Last updated on: January 16, 2019, 03:33h.
Melco Resorts and Entertainment plans to close its VIP gaming operations at its Studio City property, apparently for good. The company announced Tuesday that it would cease VIP rolling chip operations at the casino on January 15, 2020.
The surprise move comes a day after analysts for investment bank Maybank Kim Eng said that the enclave’s stricter smoking laws and a slowing Chinese economy would combine to create a “weak outlook” for the VIP segment.
Analysts predicted this week that Macau’s gross gaming revenue would actually contract in January, for the first time in over two years.
Macau was effectively “built” by the VIP segment, which is overwhelmingly composed of mainland Chinese high rollers with a mania for high-stakes baccarat. It’s a segment that once accounted for 60 percent of the enclaves’ revenues, and which transformed it into the world’s gambling capital, overtaking Las Vegas within four years of the 2002 liberalization of its casino market.
Tactical Switchup
But Melco hasn’t given up on the segment just yet. In fact, the move is likely to be entirely practical, according to analysts from Sanford C. Bernstein, who said in a note on Wednesday that the operator will likely move the VIP tables to its other properties, where it will stand to make better gains.
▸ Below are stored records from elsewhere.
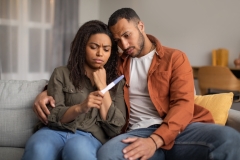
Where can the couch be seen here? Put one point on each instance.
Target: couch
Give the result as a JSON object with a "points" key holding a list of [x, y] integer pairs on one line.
{"points": [[17, 118]]}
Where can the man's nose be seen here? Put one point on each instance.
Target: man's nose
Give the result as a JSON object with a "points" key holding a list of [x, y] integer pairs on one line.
{"points": [[100, 52], [124, 44]]}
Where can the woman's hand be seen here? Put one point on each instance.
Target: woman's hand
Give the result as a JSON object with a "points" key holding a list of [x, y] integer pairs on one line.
{"points": [[40, 107], [94, 100], [99, 78]]}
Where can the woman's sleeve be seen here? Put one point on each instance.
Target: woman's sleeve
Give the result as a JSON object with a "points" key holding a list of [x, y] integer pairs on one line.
{"points": [[55, 89], [116, 116]]}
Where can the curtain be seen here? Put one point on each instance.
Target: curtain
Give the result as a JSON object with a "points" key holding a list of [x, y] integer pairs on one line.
{"points": [[35, 36], [64, 29]]}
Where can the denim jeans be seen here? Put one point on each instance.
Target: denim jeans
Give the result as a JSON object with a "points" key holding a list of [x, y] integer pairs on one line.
{"points": [[199, 141], [48, 144]]}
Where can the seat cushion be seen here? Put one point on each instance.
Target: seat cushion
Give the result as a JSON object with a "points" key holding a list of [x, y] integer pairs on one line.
{"points": [[217, 104], [17, 118]]}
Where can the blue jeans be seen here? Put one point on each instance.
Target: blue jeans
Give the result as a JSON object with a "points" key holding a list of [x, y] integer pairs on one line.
{"points": [[199, 141], [48, 144]]}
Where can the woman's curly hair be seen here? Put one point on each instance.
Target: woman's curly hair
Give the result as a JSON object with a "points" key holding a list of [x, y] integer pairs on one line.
{"points": [[77, 55]]}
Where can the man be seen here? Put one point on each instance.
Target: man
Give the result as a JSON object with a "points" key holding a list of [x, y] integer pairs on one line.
{"points": [[163, 122]]}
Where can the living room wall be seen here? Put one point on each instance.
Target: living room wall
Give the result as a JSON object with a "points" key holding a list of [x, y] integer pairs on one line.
{"points": [[195, 27]]}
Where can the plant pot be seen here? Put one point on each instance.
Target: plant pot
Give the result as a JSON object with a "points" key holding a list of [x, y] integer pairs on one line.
{"points": [[237, 62]]}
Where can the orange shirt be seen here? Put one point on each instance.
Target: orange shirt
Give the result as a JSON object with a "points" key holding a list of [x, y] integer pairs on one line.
{"points": [[171, 89]]}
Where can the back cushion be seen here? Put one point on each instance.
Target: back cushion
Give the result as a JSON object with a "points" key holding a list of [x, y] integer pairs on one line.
{"points": [[17, 118]]}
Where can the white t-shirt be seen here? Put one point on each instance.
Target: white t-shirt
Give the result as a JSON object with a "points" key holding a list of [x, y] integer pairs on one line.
{"points": [[142, 111]]}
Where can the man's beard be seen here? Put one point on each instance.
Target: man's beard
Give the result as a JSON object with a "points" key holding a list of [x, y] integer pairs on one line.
{"points": [[141, 41]]}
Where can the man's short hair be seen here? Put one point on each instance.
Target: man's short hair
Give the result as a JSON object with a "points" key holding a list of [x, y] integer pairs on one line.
{"points": [[128, 13]]}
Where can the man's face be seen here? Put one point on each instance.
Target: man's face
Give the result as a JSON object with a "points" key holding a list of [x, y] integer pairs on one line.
{"points": [[129, 37]]}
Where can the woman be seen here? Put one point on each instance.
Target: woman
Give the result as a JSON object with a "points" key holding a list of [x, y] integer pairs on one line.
{"points": [[83, 118]]}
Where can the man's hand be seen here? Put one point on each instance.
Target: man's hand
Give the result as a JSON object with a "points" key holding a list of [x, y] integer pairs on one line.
{"points": [[143, 148], [40, 107]]}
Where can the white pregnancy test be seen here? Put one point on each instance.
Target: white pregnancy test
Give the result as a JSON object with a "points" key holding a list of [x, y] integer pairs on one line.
{"points": [[112, 84]]}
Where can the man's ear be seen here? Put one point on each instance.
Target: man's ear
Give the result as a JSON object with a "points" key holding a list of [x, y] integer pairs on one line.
{"points": [[141, 26]]}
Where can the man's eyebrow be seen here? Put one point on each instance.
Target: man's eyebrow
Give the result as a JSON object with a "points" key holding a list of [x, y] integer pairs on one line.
{"points": [[115, 39], [107, 45]]}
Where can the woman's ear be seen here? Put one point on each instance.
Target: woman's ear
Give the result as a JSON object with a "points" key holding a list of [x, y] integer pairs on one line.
{"points": [[141, 26]]}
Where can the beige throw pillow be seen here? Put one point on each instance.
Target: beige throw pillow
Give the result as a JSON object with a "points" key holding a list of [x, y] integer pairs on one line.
{"points": [[217, 104]]}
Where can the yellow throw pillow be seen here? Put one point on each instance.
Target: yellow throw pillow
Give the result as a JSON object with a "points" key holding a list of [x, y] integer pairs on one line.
{"points": [[217, 104]]}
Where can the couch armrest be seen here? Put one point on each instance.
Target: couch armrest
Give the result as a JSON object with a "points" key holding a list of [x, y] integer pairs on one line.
{"points": [[234, 119]]}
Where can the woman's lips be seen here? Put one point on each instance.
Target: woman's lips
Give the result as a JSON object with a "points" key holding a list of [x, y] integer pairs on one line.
{"points": [[129, 51], [98, 61]]}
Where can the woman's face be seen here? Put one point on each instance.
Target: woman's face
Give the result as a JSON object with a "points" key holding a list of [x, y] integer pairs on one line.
{"points": [[98, 50]]}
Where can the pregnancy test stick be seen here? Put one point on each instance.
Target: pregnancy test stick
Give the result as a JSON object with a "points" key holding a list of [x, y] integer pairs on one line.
{"points": [[112, 84]]}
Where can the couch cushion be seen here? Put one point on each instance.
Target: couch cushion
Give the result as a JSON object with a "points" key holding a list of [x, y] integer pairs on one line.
{"points": [[217, 104], [11, 153], [17, 118]]}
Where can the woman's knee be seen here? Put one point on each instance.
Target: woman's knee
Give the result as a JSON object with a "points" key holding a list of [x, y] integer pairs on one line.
{"points": [[81, 146]]}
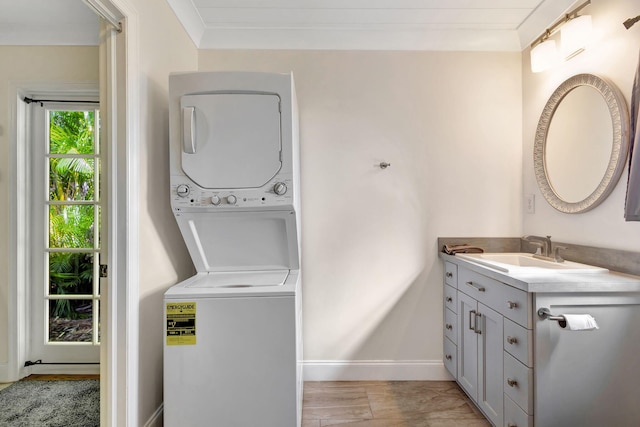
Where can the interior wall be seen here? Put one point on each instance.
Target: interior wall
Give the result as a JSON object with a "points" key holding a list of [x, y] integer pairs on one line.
{"points": [[163, 259], [26, 64], [450, 125], [613, 54]]}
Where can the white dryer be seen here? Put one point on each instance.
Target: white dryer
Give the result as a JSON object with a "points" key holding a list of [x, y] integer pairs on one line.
{"points": [[232, 341]]}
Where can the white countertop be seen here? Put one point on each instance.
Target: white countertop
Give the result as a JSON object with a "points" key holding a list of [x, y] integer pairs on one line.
{"points": [[554, 281]]}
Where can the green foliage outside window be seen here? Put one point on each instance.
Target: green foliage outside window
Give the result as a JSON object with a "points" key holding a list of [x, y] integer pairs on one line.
{"points": [[71, 179]]}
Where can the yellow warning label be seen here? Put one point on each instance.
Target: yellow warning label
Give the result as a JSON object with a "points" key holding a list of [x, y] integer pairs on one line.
{"points": [[181, 323]]}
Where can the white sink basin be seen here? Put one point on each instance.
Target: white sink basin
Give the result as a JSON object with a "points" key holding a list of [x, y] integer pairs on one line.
{"points": [[525, 262]]}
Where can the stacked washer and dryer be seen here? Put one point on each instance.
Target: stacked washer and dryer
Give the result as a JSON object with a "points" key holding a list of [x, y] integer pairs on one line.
{"points": [[233, 347]]}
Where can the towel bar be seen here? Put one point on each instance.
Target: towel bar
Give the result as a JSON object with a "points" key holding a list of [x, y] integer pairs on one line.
{"points": [[545, 313]]}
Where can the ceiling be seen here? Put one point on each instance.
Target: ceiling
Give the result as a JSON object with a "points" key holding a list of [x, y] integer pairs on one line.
{"points": [[476, 25], [47, 22]]}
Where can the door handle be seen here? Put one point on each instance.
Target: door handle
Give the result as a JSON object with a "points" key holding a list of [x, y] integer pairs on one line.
{"points": [[476, 287], [188, 130]]}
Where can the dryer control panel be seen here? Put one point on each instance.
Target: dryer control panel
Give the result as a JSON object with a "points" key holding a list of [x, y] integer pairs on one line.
{"points": [[276, 194]]}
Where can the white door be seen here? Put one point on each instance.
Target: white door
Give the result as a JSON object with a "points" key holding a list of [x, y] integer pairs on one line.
{"points": [[64, 211]]}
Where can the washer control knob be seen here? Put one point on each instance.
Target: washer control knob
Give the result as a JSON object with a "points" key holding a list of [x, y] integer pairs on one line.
{"points": [[280, 188], [183, 190]]}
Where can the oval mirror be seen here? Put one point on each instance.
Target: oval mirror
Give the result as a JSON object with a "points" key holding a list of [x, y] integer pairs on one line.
{"points": [[581, 143]]}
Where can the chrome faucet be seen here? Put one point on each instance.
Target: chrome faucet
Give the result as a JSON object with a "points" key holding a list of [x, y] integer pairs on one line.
{"points": [[544, 243]]}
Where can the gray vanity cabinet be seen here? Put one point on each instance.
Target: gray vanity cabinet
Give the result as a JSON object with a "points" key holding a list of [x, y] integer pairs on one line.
{"points": [[523, 368], [487, 344], [480, 355]]}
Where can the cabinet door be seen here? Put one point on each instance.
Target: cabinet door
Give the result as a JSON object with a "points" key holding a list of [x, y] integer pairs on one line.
{"points": [[490, 363], [468, 345]]}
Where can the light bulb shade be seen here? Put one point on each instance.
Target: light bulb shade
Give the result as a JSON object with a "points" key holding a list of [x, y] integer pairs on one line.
{"points": [[544, 56], [575, 35]]}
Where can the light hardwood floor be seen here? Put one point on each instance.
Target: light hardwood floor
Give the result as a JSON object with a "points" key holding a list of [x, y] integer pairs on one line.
{"points": [[388, 404]]}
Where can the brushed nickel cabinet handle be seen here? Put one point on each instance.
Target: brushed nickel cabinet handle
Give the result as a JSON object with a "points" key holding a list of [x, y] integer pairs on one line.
{"points": [[476, 329], [472, 312], [476, 287]]}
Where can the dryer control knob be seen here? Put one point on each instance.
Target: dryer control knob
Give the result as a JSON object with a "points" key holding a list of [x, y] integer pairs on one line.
{"points": [[280, 188], [183, 190]]}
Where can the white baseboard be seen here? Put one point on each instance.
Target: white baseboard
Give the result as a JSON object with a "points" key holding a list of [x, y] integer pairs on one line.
{"points": [[156, 419], [4, 373], [64, 369], [375, 370]]}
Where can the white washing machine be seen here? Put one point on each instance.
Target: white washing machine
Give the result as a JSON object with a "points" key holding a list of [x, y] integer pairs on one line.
{"points": [[232, 341]]}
Macau has a cap on VIP tables per operator, but there is nothing to prevent operators from shuffling them around between properties.
“Studio City, which is 54 per cent owned by Melco, currently operates with 46 VIP tables (largely junket, but also direct VIP) and has had VIP tables since Q4 2016,” read the Bernstein note.
“While there should be no impact on VIP in 2019 at Studio City (although focus on this segment will likely be reduced) in 2020 the key will be for Melco to put the 46 tables to better use —? generate higher economic return on these tables at City of Dreams (and potentially Altira).”
Changing Face of Macau
Studio City opened in October 2015, a joint venture between Melco’s Lawrence Ho and Crown Resorts’ James Packer, although the latter sold his stake in the business in 2017. But the resort was never designed to cater purely for VIPs.
Launched in the midst of an economic downturn in Macau, triggered by Beijing’s corruption crackdown — a campaign against graft and ostentation that that sent high-rollers skedaddling and Macau spiraling into a 24-month economic downturn — Studio City was focused on the mass market, as the enclave sought to curb its reliance on the VIP sector and dig itself out of a hole.
Macau bottomed out in the summer of 2016 and began a resurgence, driven by the mass market and also, to its pleasant surprise, the gradual return of the VIP segment.
That growth appears to be slowing, and meanwhile Melco has become focused on attracting a new key segment, defined as the “premium mass” market. This is a wealthy, middle-class demographic that travels independently to casino resorts, rather than via junket operators, and bets roughly $250 to $400 per hand of baccarat.
The VIP segment overall generates less than 10 per cent of the EBITDA for Studio City, and, these days, Melco believes the crucial segment to target for continued, sustainable growth lies elsewhere.